Abstract
Immunomicrospheres consist of hydrophilic cross‐linked particles with antibodies bound to their surface. These particles find specific receptors on living or fixed cells and there fore can label cell sub‐populations and the labelled cells can be observed by means of a scanning, electron or light‐microscope. To label cells with polymeric particles, biocompatible microspheres are needed preferably with a narrow distribution of sizes in the range 10 to 10,000 Å.
Particles having a gel‐like nature and high porosity seem to meet the biocompatibility requirement and they do not stick non‐specifically to cell membranes. Use of cross‐linking agents renders the microspheres insoluble in common solvents. Therefore, subsequent reactions with molecules of biochemical interest are possible in various media.
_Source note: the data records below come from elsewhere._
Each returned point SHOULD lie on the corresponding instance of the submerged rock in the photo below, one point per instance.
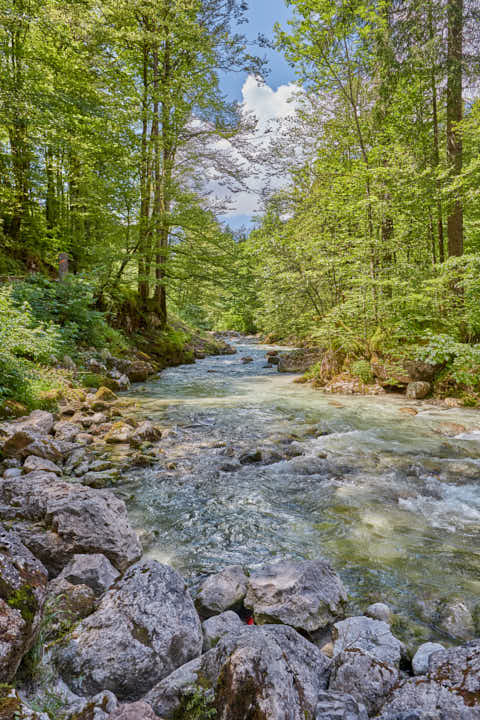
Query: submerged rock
(422, 657)
(225, 590)
(307, 595)
(133, 711)
(267, 672)
(143, 630)
(23, 583)
(218, 626)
Five classes of hydrophilic cross‐linked microspheres with functional groups e.g. carboxyl, hydroxyl, amide and/or pyridine groups were synthesised. These functional groups were used to bind covalently antibodies and other proteins to the surface of the microspheres. To optimise the derivatisation technique, polyglutaraldehyde immunomicrospheres have been prepared and utilised. Specific populations of human and murine lymphocytes were labelled with microspheres synthesised either by the emulsion or the ionising radiation technique. The labelling of the cells by means of microspheres containing an iron core led to a successful separation of B from T lymphocytes by means of a magnetic field.